O Assentamento Diamantina, além dos graves problemas acima mencionados, apresenta

também profundos problemas com relação à infraestrutura, afetando diretamente o

potencial produtivo do mesmo. Muitos destes se arrastam desde a desapropriação do

imóvel, como, por exemplo, o da estrada de acesso e o da água para irrigação. A estrada

de acesso é apontada pelos assentados como um dos grandes obstáculos para a

viabilidade econômica e social do assentamento, conforme registros fotográficos a

seguir.

Figura 01: Principal via de acesso ao Assentamento Diamantina, totalmente inundada a durante o inverno de 2009.

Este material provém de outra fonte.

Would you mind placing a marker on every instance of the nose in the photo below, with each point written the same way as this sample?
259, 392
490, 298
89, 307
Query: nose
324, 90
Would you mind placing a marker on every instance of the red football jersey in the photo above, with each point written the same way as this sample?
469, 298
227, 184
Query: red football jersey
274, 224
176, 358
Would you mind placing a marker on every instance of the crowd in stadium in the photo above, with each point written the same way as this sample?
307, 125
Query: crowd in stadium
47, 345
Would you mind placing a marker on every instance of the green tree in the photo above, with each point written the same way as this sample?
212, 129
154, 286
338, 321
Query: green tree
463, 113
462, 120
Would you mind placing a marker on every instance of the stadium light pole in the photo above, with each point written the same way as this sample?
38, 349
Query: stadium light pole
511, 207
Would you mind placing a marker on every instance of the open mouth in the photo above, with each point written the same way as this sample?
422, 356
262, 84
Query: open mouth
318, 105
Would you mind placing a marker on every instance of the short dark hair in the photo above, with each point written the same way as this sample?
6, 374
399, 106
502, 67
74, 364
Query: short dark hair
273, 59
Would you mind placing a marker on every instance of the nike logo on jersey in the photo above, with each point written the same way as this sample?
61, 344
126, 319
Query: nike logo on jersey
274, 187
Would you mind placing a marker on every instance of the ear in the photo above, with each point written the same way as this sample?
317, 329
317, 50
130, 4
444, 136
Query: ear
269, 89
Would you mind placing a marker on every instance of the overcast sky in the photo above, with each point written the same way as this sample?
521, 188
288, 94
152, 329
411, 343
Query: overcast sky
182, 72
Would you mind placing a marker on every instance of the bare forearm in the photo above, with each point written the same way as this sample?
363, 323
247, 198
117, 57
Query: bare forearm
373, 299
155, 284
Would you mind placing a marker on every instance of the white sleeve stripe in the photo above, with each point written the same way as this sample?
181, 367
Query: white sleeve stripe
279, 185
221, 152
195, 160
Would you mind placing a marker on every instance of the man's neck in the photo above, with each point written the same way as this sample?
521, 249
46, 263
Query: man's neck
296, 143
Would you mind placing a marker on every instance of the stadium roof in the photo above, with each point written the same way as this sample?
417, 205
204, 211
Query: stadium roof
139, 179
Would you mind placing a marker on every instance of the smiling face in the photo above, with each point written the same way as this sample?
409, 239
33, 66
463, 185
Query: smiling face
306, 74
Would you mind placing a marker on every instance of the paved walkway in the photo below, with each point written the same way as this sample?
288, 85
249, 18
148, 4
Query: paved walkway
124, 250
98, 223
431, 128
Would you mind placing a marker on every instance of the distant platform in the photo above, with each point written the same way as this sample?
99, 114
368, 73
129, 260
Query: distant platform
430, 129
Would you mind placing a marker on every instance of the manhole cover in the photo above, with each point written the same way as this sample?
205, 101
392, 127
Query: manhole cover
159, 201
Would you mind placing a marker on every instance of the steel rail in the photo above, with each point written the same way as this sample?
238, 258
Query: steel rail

Fonte: IRDSS (2011) Fonte: IRDSS (2011)

Outro grande problema deve-se a deficiência de infraestrutura hídrica no assentamento

para fins de irrigação, impossibilitando às famílias desenvolverem o potencial produtivo

da área, com foco no aproveitamento das águas subterrâneas para irrigação das culturas

agrícolas.

Em relação à gestão e organização do assentamento, diante das dificuldades enfrentadas

pelas famílias e das exigências institucionais para ter acesso ao crédito oficial e aos

serviços públicos essenciais, foi fundada, em 20 de setembro de 2005, a Associação

Nossa Senhora Aparecida do Projeto de Assentamento Diamantina e eleita a sua

primeira Diretoria. Porém as mudanças constantes dos membros da Diretoria

impulsionadas pela desistência frequente dos assentados, ao longo dos anos, vêm

gerando grandes problemas. A elevada rotatividade dos membros da diretoria da

associação torna sua ação intermitente.

Figura 02: Técnico da ATES, enfrentando as péssimas condições de acesso ao Assentamento Diamantina, para prestar assistência técnica as famílias (2009)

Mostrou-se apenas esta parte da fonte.